Zulip Chat Archive

Stream: Machine Learning for Theorem Proving

Topic: TheoremForge: Agentic Workflow for Data Synthesis

Yicheng Tao (Jan 27 2026 at 09:49):

We release TheroemForge, an agentic workflow serving as a formal data synthesis pipeline. It is designed to collect training data for expert models in statement formalization, proof generation, premise selection, proof correction and proof sketching with low budget. See our tech report for details.

Specifically, TheoremForge adopts iterative proof refinement and subgoal decomposition strategies inspired by Hilbert. A key difference is that, for cost control, it refrains from recursively decomposing subgoals.

Our work represents only a primary exploration of solutions to the scarcity of training data for subtasks in the formalization domain. Experimental results indicate that current general-purpose LLMs, such as Gemini, GPT-5, and Claude, still achieve relatively low performance in formalization.
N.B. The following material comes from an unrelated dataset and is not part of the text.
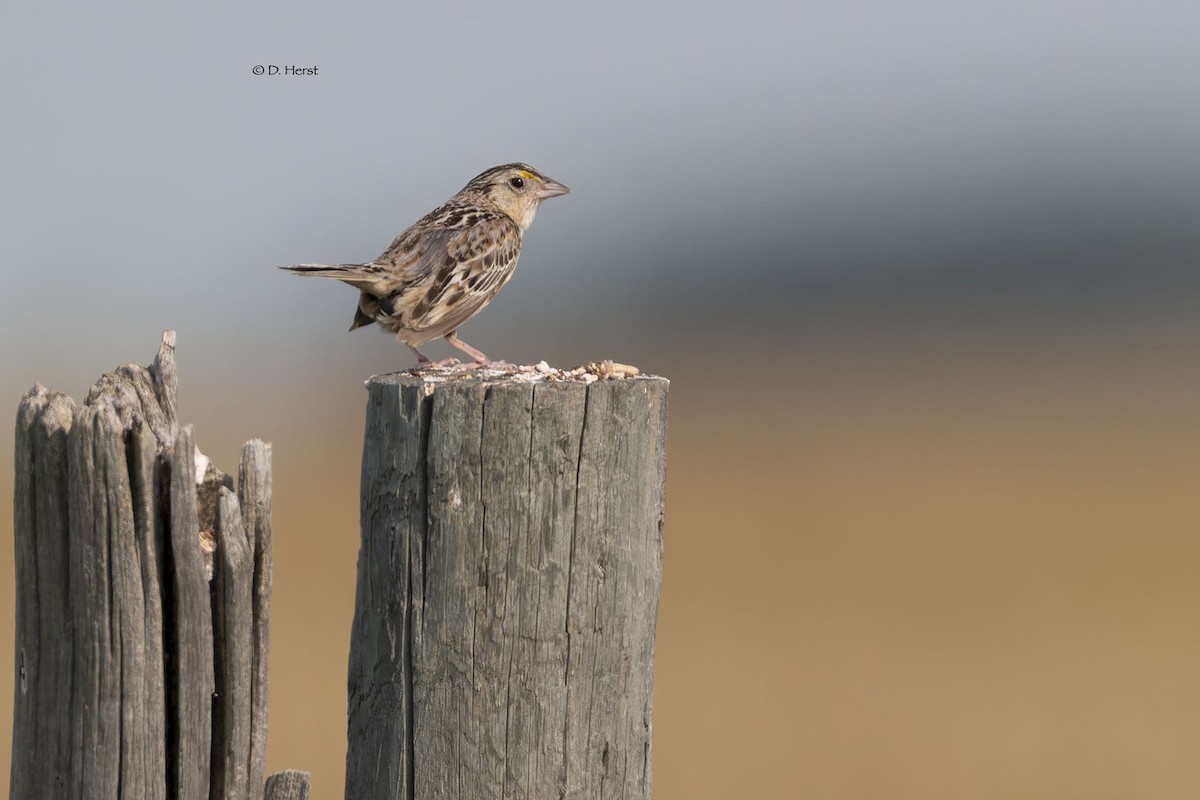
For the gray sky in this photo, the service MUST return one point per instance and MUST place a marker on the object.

Although increasing the inference budget can mitigate this issue, such an approach is not economically sustainable in the long term.

We look forward to your feedback and hope that our work will provide some useful insights.

Yutong Wu (Jan 27 2026 at 13:56):

Hello! I noticed in the technical report the statement: "We rely on LLM-based extraction rather than the extract_goals tactic, as the latter has proven unreliable in certain contexts" (Subgoal Decomposition in Appendix A.3) Could you provide some examples or statistical results comparing the accuracy of the LLM-based method and the extract_goals tactic in extracting lemmas? I am also working on generating sketches, so I am quite curious about this.

Yicheng Tao (Jan 27 2026 at 14:48):

Yutong Wu said:

Hello! I noticed in the technical report the statement: "We rely on LLM-based extraction rather than the extract_goals tactic, as the latter has proven unreliable in certain contexts" (Subgoal Decomposition in Appendix A.3) Could you provide some examples or statistical results comparing the accuracy of the LLM-based method and the extract_goals tactic in extracting lemmas? I am also working on generating sketches, so I am quite curious about this.

Thanks for your attention. I should say that I didn't keep that example but sometimes the lemmas extract_goal created will lose all the context, only preserve the name and the goal. I haven't figured out what caused the problem. The document has warnings about potential failures.

BTW, I found goedels-poetry takes a syntactical approach by rewriting the Kimina Lean Server. Maybe it will help.

Thomas Zhu (Jan 27 2026 at 22:33):

Yicheng Tao said:

Yutong Wu said:

Hello! I noticed in the technical report the statement: "We rely on LLM-based extraction rather than the extract_goals tactic, as the latter has proven unreliable in certain contexts" (Subgoal Decomposition in Appendix A.3) Could you provide some examples or statistical results comparing the accuracy of the LLM-based method and the extract_goals tactic in extracting lemmas? I am also working on generating sketches, so I am quite curious about this.

Thanks for your attention. I should say that I didn't keep that example but sometimes the lemmas extract_goal created will lose all the context, only preserve the name and the goal. I haven't figured out what caused the problem. The document has warnings about potential failures.

BTW, I found goedels-poetry takes a syntactical approach by rewriting the Kimina Lean Server. Maybe it will help.

Per the linked documentation, it sounds like extract_goal *should solve your question.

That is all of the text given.